E salienta: "as mulheres têm um guarda-roupa muito mais versátil do que tudo isso, então ficámos um bocadinho perdidas no meio daquelas indicações". Mas, "se começou com emails deste género, acabou com dress code que já incluíam dicas para as senhoras também", como "usar cores discretas, dar sempre um ar mais formal à roupa" — indicação que foi seguida, usando "o que dentro do formal pudesse ser discreto e minimamente confortável".
"Houve toda uma adaptação dos dois lados. Nós fomo-nos habituando a eles, aos ritmos deles, às rotinas deles, mas eles também se foram habituando ao facto de terem mulheres no grupo".

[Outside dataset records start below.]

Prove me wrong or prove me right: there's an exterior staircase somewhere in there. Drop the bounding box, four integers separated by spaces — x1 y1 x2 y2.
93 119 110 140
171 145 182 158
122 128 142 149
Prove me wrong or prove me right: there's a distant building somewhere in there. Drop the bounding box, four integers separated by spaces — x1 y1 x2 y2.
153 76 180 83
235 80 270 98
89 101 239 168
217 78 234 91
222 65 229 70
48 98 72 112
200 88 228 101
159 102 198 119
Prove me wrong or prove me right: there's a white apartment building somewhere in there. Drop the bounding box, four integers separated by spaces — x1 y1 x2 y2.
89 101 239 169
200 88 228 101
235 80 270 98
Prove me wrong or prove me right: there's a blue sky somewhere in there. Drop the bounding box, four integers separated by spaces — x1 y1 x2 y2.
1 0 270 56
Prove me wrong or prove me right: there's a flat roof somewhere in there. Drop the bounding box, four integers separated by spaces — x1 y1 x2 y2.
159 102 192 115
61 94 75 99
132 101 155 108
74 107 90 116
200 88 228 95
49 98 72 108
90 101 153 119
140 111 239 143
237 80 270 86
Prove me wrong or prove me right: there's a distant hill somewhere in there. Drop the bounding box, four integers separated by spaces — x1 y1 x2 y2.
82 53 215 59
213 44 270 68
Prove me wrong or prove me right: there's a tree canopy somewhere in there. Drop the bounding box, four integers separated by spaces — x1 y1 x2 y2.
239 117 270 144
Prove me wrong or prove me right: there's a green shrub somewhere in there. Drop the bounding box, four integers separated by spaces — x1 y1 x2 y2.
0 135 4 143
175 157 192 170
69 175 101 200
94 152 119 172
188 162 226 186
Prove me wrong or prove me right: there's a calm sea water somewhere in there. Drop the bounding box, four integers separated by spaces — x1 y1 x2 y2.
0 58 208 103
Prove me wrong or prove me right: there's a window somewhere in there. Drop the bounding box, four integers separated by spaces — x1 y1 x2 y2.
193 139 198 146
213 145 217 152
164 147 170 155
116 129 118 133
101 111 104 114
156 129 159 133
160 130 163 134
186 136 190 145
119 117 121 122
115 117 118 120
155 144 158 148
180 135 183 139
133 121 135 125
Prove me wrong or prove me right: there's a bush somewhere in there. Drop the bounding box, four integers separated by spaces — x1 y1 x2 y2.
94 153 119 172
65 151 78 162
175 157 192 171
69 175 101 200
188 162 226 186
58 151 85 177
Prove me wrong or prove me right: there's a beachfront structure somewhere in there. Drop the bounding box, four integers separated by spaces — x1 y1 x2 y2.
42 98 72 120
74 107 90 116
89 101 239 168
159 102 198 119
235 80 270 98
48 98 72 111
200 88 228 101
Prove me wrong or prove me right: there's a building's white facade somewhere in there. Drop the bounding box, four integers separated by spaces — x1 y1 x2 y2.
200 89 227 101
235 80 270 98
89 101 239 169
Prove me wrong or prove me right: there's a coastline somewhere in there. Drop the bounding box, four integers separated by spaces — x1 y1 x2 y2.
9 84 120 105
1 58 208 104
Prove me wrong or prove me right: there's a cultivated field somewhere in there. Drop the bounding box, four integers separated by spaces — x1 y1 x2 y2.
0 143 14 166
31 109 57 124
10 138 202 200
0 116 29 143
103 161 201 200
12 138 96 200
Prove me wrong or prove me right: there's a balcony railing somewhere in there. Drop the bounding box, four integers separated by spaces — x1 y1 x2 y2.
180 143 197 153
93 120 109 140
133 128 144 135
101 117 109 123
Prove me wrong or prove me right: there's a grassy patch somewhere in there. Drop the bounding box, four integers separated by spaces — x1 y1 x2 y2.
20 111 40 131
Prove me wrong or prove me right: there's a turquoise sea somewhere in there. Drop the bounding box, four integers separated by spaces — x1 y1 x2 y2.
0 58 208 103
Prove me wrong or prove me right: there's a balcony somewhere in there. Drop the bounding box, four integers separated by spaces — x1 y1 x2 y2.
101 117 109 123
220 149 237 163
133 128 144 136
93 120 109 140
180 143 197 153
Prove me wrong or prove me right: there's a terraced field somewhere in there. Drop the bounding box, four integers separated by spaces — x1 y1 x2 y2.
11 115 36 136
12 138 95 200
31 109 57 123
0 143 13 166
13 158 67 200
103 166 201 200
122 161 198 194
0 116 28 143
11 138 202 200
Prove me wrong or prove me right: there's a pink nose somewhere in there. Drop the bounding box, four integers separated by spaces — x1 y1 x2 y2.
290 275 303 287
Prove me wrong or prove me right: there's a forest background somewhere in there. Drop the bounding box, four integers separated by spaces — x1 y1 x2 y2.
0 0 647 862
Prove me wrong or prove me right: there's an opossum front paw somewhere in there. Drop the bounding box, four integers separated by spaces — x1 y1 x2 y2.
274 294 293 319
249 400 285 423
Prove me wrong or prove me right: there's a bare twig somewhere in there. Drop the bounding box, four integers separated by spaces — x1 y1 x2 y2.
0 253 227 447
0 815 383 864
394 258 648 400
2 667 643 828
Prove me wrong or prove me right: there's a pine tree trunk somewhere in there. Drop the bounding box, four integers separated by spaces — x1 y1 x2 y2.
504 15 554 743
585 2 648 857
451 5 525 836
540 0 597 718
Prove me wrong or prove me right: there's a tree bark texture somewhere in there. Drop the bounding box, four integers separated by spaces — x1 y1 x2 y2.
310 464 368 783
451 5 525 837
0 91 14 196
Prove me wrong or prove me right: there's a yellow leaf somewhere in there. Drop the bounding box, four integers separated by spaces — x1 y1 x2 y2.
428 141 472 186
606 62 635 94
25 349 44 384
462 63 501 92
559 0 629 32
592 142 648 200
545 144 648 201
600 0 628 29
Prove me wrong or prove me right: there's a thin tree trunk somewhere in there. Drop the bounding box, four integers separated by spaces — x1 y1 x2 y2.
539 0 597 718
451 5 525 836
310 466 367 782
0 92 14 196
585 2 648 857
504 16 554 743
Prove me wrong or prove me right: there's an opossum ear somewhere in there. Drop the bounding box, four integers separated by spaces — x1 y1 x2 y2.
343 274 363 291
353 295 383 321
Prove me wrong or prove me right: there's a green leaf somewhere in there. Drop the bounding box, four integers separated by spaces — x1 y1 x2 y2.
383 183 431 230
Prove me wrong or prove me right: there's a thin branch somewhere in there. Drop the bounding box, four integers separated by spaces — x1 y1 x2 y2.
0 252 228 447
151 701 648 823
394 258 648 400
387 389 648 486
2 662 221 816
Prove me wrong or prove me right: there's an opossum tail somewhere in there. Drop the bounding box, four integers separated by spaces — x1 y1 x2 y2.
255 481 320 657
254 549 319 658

Com todas estas questões, Sara começou logo a traçar hipóteses. "A primeira coisa que pensei quando vi aquele dress code foi 'ok, vou-me fardar'. Toquei muitos anos numa banda filarmónica e pensei que ia buscar as fardas e levar. Mas depois foi diferente. Foi engraçado ver que, de celebração em celebração, íamos pensando no que vestir, até conforme a presença ou não do Papa. Eu e a Inês ficámos juntas a dormir na mesma casa, como se fosse uma família de acolhimento, e ao fim do dia falávamos uma com a outra para escolher o que se vestia".
"Havia uma gestão de camisas brancas, principalmente. Sabíamos da indicação da roupa escura para os homens, e então também tentámos que, nos dias em que tinha de ser uma coisa mais solene, se usasse roupa escura, para tentar criar ali uma harmonia entre toda a equipa", completa Inês.
A magia dos (vários) momentos
Por fazerem parte da equipa da liturgia, Sara e Inês acabaram por estar presentes nos ensaios que foram feitos para as cerimónias. "Nos ensaios estávamos muito mais descontraídos, estávamos brincalhões. Serviam principalmente para quem ia estar no altar. Não era o nosso caso, mas como tínhamos de conhecer o espaço, então acabávamos por participar e, para ajudar quem ia estar, nós próprias fazíamos de bispos e de cardeais. Acabava por ser uma risota e uma brincadeira", recorda Sara.
Porém, o assunto era sério — e as duas sabiam disso. "Depois, quando estávamos na cerimónia em si, tivemos a possibilidade de ficar junto dos bispos, mas ali mais discretamente, cai-nos a ficha e é uma coisa completamente diferente dos ensaios, não tem nada a ver e é super emocionante. Posso dizer que chorei baba e ranho em todas elas. Acabou tudo por me surpreender, fiquei deslumbrada, principalmente com a Via Sacra. Foi bonito, foi tocante, foi a realidade. Não foi só uma beatice. A Via Sacra de Jesus foi nossa, da nossa vida e de cada um dos jovens ali. Qualquer pessoa conseguiu sentir-se tocada naquela celebração".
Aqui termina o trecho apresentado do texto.